To resolve naming confusion, the team scoped the two names distinctly: MemGPT now refers to the original agent design pattern and memory architecture described in the paper, while Letta refers to the broader open-source framework and platform for building and deploying stateful agents [4]. Letta continues to maintain the MemGPT open-source repository. In the Letta framework, the paper's "working context" is exposed as core memory, organized into editable memory blocks that the agent rewrites with functions such as core_memory_append and core_memory_replace, alongside archival and recall memory [4]. Letta also ships an Agent Development Environment (ADE), a graphical interface for inspecting and editing an agent's memory state, tools, and message history.
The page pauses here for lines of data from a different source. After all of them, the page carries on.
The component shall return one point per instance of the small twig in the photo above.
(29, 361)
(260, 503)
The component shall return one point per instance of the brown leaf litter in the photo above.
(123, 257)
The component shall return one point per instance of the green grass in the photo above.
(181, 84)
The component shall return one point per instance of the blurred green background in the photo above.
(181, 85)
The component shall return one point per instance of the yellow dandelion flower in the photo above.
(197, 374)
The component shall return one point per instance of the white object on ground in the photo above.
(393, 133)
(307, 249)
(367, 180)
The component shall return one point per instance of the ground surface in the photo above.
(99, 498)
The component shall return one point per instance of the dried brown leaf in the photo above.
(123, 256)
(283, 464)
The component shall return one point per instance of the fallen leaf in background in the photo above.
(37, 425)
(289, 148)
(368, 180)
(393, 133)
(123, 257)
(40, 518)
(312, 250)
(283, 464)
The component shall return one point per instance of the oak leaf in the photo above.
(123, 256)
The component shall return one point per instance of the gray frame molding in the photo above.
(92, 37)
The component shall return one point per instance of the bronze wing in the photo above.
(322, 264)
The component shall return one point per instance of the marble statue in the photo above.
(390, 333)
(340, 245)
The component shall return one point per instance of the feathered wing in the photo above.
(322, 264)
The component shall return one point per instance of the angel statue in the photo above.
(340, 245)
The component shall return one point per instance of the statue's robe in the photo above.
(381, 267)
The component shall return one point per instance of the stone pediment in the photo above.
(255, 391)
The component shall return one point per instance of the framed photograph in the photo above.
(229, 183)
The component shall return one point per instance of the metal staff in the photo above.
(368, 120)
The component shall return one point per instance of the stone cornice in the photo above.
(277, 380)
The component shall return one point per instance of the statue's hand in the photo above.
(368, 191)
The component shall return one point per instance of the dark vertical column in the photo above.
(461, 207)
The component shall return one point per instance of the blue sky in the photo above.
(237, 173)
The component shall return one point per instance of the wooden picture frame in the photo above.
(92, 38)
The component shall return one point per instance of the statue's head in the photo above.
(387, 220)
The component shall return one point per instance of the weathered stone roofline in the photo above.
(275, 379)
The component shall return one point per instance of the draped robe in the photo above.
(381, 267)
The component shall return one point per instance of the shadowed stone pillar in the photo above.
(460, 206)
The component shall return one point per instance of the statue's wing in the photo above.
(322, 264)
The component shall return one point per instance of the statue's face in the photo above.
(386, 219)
A notable extension from the Letta team is [sleep-time compute](/wiki/sleep_time_compute), introduced in an April 2025 paper (arXiv:2504.13171). The idea is to run a background "sleep-time" agent that shares memory blocks with a primary agent and, during idle periods, reorganizes the agent's raw context into a more useful "learned context" before queries arrive. The authors report that sleep-time compute can reduce the test-time compute needed to reach the same accuracy by roughly 5 times on the Stateful GSM-Symbolic and Stateful AIME benchmarks, and that scaling sleep-time compute further raises accuracy by up to 13% on Stateful GSM-Symbolic and 18% on Stateful AIME; by amortizing the work across related queries about the same context, average cost per query falls by about 2.5 times [5].

## How does MemGPT differ from RAG?

MemGPT is closely related to [retrieval-augmented generation](/wiki/retrieval_augmented_generation) (RAG) but differs in who controls retrieval and how state persists. In conventional RAG, an external pipeline retrieves passages relevant to a query and prepends them to the prompt; the LLM is a passive consumer and the retrieval policy is fixed. In MemGPT, the LLM is an active agent that decides when to search, what to store, and what to evict, issuing its own retrieval and memory-edit calls as functions. MemGPT can therefore make multiple, self-directed retrieval steps within a single interaction and can write new information back into its memory, giving it read-write rather than read-only access to external context [1].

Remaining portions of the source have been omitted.